Consider a function $f: \mathbb{R}^n \to \mathbb{R}$ that has a singularity at point $x_0$ such that $\lim_{x\to x_0} f(x) = +\infty$. When we can be sure that this singularity is integrable? (you can assume that f is continuous for $x \neq x_0$ and that outside of some neighborhood of $x_0$ it equals to zero).
For the case $n = 1$ it is enough to check that $f(x) \sim |x - x_0|^\alpha$ near $x_0$for some $\alpha > -1$ (are there similar criteria for $n>1$?).
Yes, it suffices if $|f(x)| \lesssim |x - x_0|^{\alpha}$ with $\alpha > -n$.
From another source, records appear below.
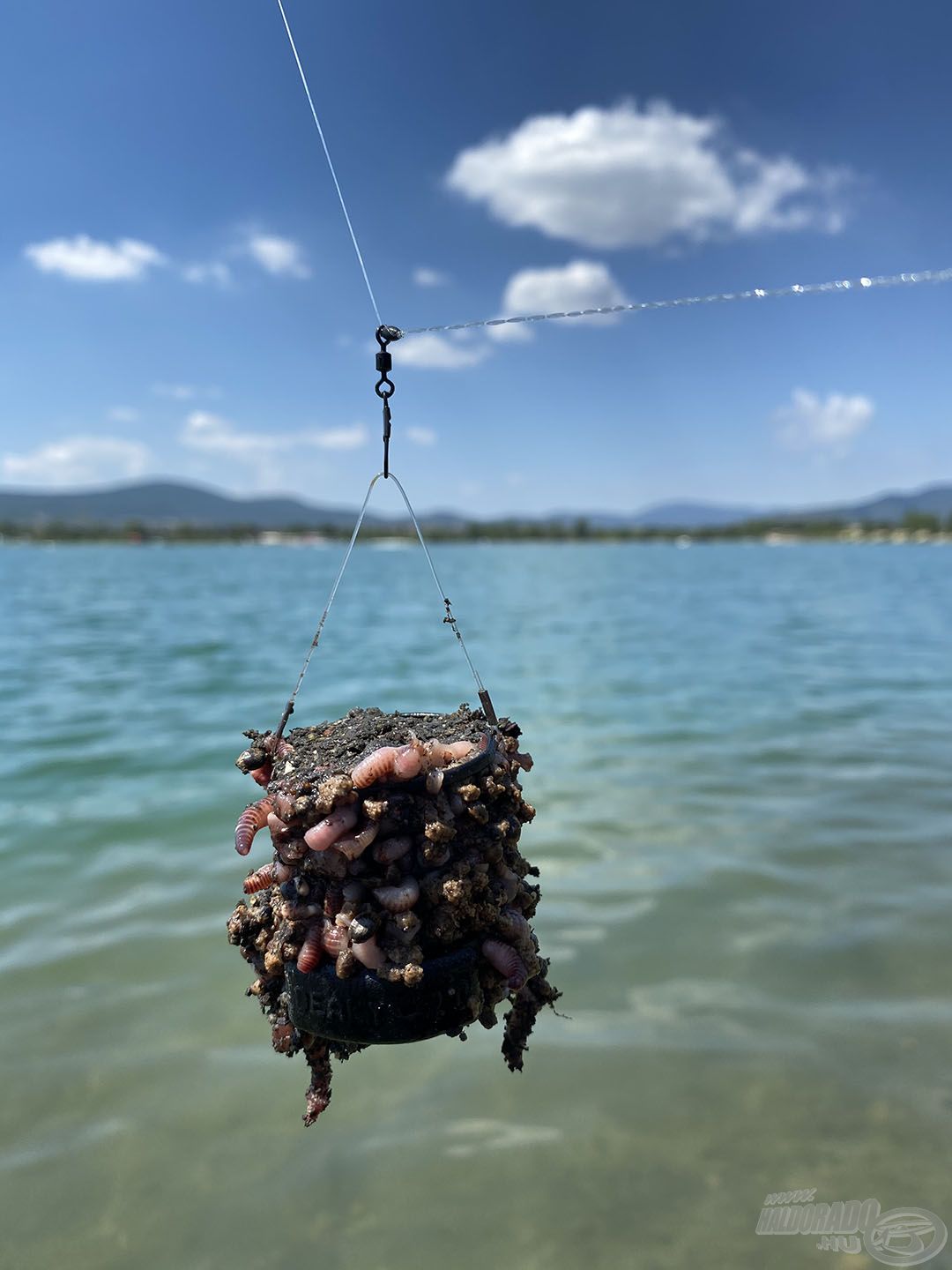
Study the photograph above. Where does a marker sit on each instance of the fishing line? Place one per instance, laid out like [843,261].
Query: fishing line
[810,288]
[331,161]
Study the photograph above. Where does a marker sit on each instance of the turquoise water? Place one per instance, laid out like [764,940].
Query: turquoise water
[744,788]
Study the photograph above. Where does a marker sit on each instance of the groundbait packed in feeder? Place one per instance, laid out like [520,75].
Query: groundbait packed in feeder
[397,905]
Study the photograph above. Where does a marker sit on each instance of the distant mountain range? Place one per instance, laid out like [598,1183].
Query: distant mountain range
[160,504]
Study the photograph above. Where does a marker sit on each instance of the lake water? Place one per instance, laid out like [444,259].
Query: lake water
[744,788]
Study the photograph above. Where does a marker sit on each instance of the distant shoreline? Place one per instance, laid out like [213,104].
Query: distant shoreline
[913,531]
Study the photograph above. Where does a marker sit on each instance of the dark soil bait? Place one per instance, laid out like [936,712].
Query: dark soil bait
[397,905]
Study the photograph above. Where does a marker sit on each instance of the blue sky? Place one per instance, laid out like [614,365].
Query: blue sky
[181,297]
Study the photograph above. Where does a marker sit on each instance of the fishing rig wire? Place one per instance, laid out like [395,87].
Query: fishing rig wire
[810,288]
[385,386]
[450,620]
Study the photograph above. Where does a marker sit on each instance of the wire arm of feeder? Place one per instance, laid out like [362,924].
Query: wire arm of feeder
[450,619]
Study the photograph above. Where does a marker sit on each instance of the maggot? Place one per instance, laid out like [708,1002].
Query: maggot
[265,877]
[334,938]
[398,900]
[310,952]
[507,960]
[326,832]
[251,819]
[441,755]
[362,927]
[353,845]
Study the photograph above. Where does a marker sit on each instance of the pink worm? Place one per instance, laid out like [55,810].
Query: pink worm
[369,954]
[250,820]
[310,952]
[508,961]
[357,843]
[265,877]
[390,848]
[326,832]
[398,900]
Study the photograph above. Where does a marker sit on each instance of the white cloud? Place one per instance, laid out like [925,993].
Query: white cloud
[216,435]
[184,392]
[78,461]
[424,277]
[822,424]
[421,436]
[207,271]
[579,285]
[435,352]
[279,256]
[86,260]
[629,176]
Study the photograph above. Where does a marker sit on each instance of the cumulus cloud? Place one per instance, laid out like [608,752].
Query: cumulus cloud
[279,256]
[827,424]
[579,285]
[78,461]
[421,436]
[207,272]
[88,260]
[629,176]
[435,352]
[216,435]
[424,277]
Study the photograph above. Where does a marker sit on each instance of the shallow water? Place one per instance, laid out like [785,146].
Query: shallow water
[743,778]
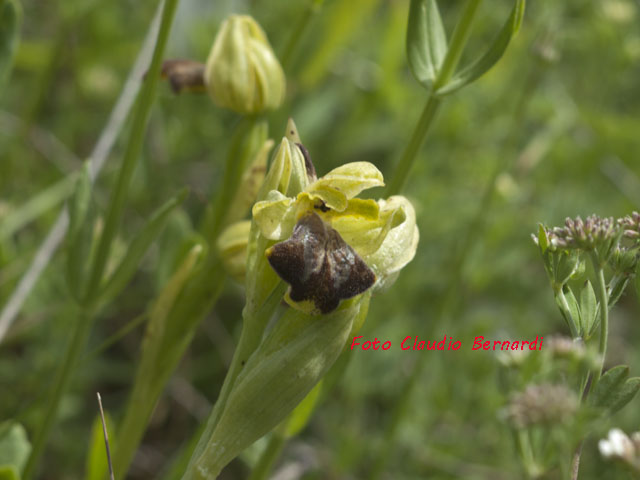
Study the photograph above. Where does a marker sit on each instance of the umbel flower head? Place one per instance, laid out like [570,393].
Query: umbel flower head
[334,246]
[242,72]
[619,446]
[582,235]
[541,404]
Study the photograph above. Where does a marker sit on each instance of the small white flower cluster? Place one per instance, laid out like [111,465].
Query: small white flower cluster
[619,446]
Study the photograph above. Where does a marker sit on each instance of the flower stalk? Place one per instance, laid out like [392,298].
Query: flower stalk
[458,42]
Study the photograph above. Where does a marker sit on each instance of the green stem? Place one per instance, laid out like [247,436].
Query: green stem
[268,457]
[132,152]
[567,312]
[61,384]
[523,443]
[85,319]
[454,52]
[252,329]
[603,299]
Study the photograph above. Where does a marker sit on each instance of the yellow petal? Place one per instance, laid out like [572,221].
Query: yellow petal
[367,227]
[275,216]
[400,244]
[232,245]
[349,179]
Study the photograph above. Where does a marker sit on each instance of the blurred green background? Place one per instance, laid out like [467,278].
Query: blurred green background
[557,118]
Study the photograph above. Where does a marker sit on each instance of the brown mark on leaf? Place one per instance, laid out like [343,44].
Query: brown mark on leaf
[319,265]
[185,75]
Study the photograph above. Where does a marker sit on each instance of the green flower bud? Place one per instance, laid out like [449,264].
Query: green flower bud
[290,361]
[242,72]
[232,245]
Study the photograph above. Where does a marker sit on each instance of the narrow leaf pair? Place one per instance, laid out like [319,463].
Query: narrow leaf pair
[427,47]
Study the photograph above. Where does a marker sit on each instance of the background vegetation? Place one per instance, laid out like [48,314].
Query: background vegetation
[557,120]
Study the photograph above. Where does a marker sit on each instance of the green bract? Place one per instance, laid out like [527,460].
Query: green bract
[242,72]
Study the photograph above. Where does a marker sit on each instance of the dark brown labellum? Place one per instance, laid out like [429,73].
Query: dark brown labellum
[319,265]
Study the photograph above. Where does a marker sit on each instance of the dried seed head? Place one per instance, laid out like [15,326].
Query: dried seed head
[631,225]
[618,445]
[185,75]
[541,404]
[588,234]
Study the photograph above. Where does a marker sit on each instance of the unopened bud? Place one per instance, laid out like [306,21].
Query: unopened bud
[242,72]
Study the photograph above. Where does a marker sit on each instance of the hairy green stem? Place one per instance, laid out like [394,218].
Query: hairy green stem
[252,330]
[268,457]
[83,324]
[60,386]
[454,52]
[603,299]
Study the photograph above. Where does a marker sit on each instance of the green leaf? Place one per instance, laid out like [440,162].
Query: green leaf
[10,17]
[543,241]
[491,57]
[14,449]
[139,247]
[617,290]
[97,466]
[605,393]
[426,41]
[80,236]
[572,316]
[588,308]
[624,394]
[80,201]
[300,416]
[638,279]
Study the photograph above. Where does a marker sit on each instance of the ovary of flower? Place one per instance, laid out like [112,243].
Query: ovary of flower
[617,445]
[383,233]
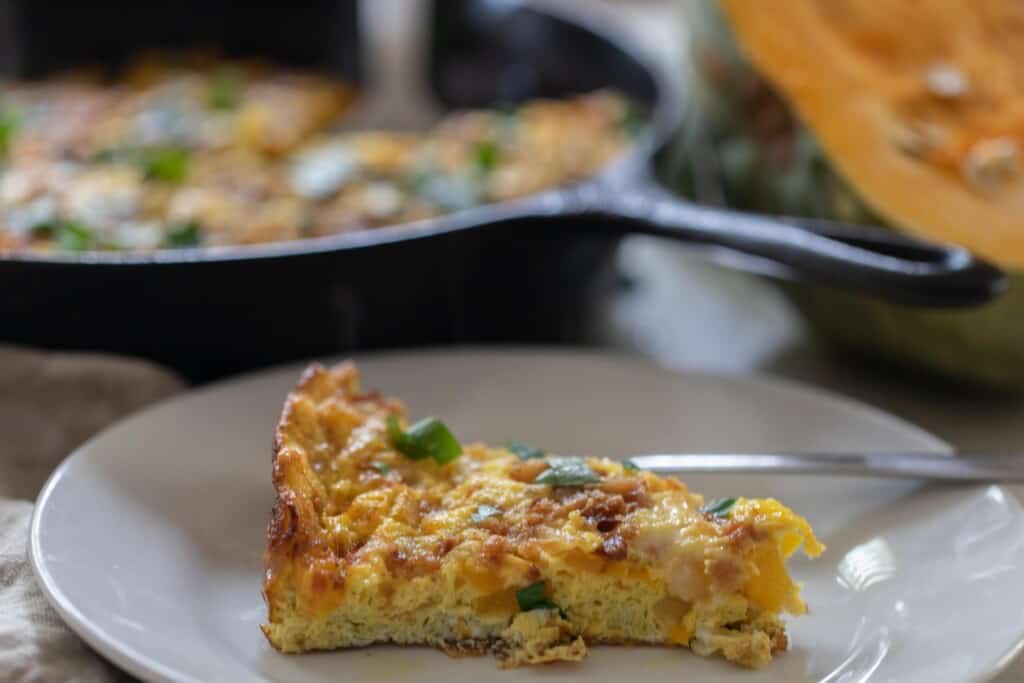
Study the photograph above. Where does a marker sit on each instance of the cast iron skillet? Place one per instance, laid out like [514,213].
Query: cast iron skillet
[510,271]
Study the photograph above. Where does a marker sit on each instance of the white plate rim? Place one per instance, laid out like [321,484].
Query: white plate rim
[145,668]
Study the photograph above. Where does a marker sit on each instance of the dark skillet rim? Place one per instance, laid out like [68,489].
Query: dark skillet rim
[666,116]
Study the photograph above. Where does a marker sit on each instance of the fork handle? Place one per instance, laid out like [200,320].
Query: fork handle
[992,467]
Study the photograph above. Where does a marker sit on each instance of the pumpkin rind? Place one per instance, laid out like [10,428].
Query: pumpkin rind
[884,103]
[744,146]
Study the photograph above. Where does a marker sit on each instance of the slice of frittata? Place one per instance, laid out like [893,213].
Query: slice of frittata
[385,532]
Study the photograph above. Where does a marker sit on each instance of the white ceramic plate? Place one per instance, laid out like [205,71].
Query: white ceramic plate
[147,540]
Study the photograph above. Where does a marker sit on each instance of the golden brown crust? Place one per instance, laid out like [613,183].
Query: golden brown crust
[367,546]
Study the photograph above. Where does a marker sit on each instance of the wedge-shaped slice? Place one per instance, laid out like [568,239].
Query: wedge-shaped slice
[529,559]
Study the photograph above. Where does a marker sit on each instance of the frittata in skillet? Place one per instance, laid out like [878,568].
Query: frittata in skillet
[184,151]
[390,532]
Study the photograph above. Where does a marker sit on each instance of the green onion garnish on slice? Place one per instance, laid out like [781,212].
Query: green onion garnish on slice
[567,472]
[427,438]
[534,597]
[484,512]
[524,451]
[719,508]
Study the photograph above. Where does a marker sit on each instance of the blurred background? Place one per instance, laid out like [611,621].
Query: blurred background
[134,178]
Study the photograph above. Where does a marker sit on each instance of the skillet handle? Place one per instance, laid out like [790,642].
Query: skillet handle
[876,261]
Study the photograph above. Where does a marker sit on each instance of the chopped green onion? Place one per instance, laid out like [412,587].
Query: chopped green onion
[484,512]
[166,164]
[485,155]
[427,438]
[567,472]
[534,597]
[182,237]
[719,508]
[524,451]
[72,236]
[632,120]
[9,123]
[225,90]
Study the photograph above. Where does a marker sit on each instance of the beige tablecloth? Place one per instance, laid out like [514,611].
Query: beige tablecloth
[49,403]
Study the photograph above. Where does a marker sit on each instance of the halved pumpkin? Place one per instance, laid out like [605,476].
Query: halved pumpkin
[919,105]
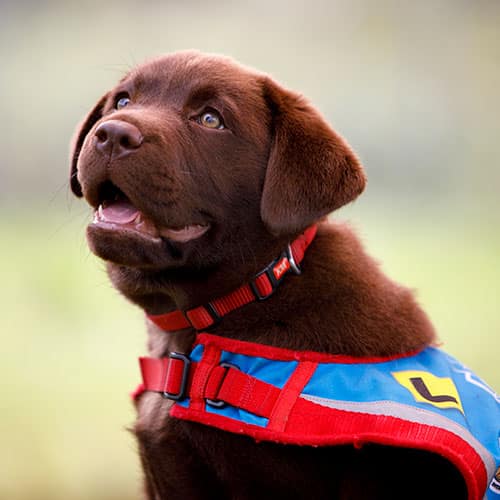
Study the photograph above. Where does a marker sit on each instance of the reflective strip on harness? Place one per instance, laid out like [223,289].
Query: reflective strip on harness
[425,400]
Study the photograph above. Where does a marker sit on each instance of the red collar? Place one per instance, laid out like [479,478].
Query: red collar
[260,287]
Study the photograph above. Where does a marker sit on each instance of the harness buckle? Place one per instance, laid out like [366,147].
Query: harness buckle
[218,403]
[184,378]
[275,273]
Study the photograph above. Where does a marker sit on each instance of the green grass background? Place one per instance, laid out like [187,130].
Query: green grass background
[70,342]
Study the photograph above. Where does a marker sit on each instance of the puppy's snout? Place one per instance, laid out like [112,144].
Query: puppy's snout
[117,138]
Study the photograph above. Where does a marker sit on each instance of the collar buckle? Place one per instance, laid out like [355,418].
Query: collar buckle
[274,272]
[173,357]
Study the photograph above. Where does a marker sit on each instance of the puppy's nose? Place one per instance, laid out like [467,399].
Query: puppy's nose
[117,138]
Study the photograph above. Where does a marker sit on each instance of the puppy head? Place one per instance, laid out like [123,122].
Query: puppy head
[193,160]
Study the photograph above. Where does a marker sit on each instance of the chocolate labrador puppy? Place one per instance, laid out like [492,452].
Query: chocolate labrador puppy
[201,173]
To see this, use integration in polar coordinates (assume w.l.o.g. that $x_0 = 0$, otherwise first apply a translation):
$$ \int_{\Bbb{R}^n} |f(x)| \,dx = \int_0^\infty r^{n-1} \cdot \int_{S^{n-1}} |f(r\xi)| \,d\xi \, dr = \int_0^R r^{n-1} \cdot \int_{S^{n-1}} |f(r\xi)| \,d\xi \, dr, $$
where $f(x) = 0$ for $|x| > R$.
Here, $d\xi$ denotes the surface measure on $S^{n-1}$. The only thing you have to know here is that $\int_{S^{n-1}} 1 \,d\xi \in(0,\infty)$.
EDIT: For the formula for integration in polar coordinates, see e.g. here Integral formula for polar coordinates
EDIT 2: Using the above calculation, you can also show that $|f|$ is not integrable if $|f(x)| \gtrsim |x-x_0|^\alpha$ with $\alpha < -n$.